Featured researcher: Nelly Auersperg, MD, PhD

In the UBC Department of Obstetrics and Gynaecology we have the great good fortune of being the home department of many leading researchers. We will feature one of these researchers every two months.  Our inaugural featured researcher is Dr Nelly Auersperg, a pioneer of gynecological cancer research who began her research career in the 1960s and continues to publish.

Nelly AuerspergDr. Auersperg joined our department in 1993 and remains a Professor Emerita. She continues to support and inspire new researchers, establishing the  Nelly Auersperg Award in Women’s Health Research in 2003 . She very kindly took some time from busy academic and personal life to share her insights.

What drew you to research?

  • While in medical school and during subsequent training, I realized that I was most interested in the mechanisms that underlie diseases, their causes, and their responses to therapy.

What advice would you give to some starting their research career now?

  •  Follow whatever aspect of medicine excites you most; make sure that the lifestyle it requires does not conflict with your plans for your personal life. Basic research, if it is to be successful, means hard work, long hours and personal sacrifices.


You’re research career spans over five decades and you are still actively publishing – what motivates you?

  • I still find biology in general, and cancer biology in particular, the most interesting and exciting topic I know of, and one where I can still contribute to medical science in a way that may be of practical use for cancer patients. Not having a lab or a research grant since my retirement prevents me from doing hands-on research, but I still follow the literature and when I come across something timely and thought-provoking where I can make a contribution, I write papers. Since I retired at age 80, I have published or co-authored 25 refereed journal articles, mainly pertaining to ovarian cancer.

Of which achievements are you most proud? Why?

  • There are several achievements that I am proud of:
  • As my first research topic, in the 1960s, I established a program to investigate growth and differentiation of cervical cancers. This work resulted in improved culture methods, information on early cytogenetic changes, microenvironment influences, and the development of the first human cervical cancer lines with defined differentiation, which contributed to the discovery of HPV as the cause of cervical cancer , by the Nobel-prize winner Zur Hausen.
  • Since the 1970s, my interests have centered on ovarian cancer and on the biology of ovarian surface epithelium, a potential source of ovarian cancers which, at the time, was completely undefined.

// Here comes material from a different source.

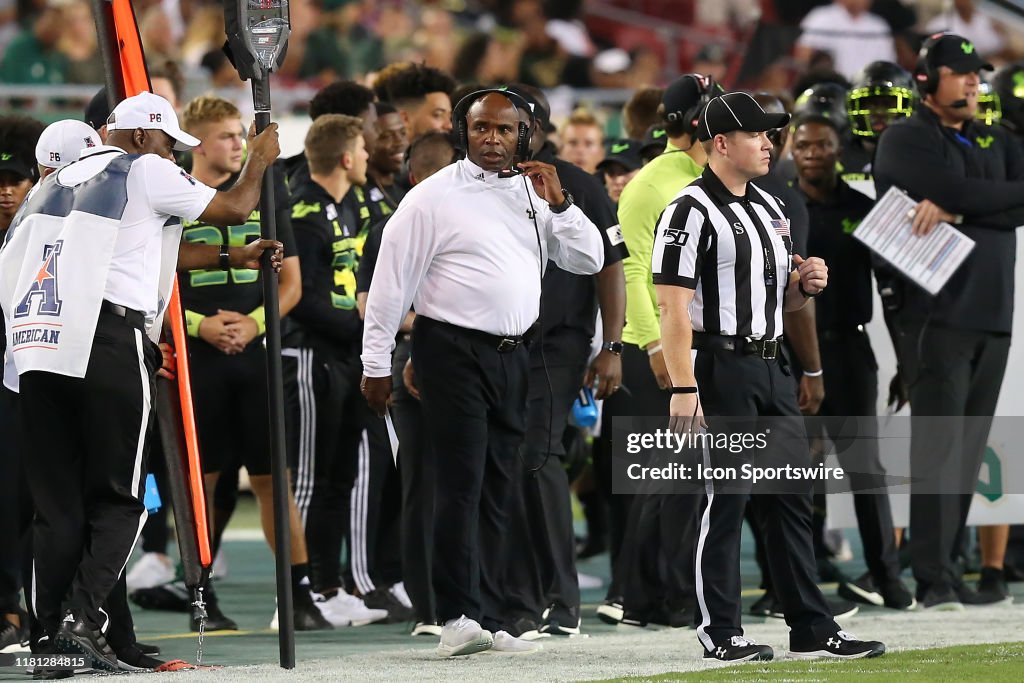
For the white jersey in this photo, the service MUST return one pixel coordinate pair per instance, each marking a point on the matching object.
(104, 227)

I developed methods to culture this epithelium. I investigated the regulation of its growth and differentiation, epithelio-mesenchymal transformation, responses to and production of bioactive factors , influence of BRCA1 mutations, signaling, and in vitro transformation to ovarian carcinoma cells. My most recent interests center on ovarian stem cells, early detection markers, and relationships between tubal and ovarian carcinogenesis. My research resulted in over 200 refereed publications and 11 book chapters, I was invited to present my work at numerous conferences and seminars on 4 continents.
  • I am particularly proud of the more than 60 graduate students and post-doctoral fellows that I mentored, and of their subsequent successful careers in medicine, research, and biotechnology.
  • Lastly, I am proud of many awards, including being one of the first Terry Fox Cancer Research Scientists (the highest award for cancer researchers in Canada) in 1985, and being a Fellow of the Royal Society of Medicine (UK) since 2008, the establishment of the Nelly Auersperg Award in Women’s Health Research at B.C. women’s Hospital in 2003, the Doctor of Science Honorary degree by Simon Fraser University in 2008, and Life-time Achievement Awards by the Society for In Vitro Biology (USA), the UBC Faculty of Medicine and the UBC Alumni Association, in 1997, 2007 and 2011 respectively.

When you aren’t working on your research how do you spend your time?

  • I am involved in several charities, attend opera and concerts, try to spend time with my children and six grandchildren, and travel on occasion.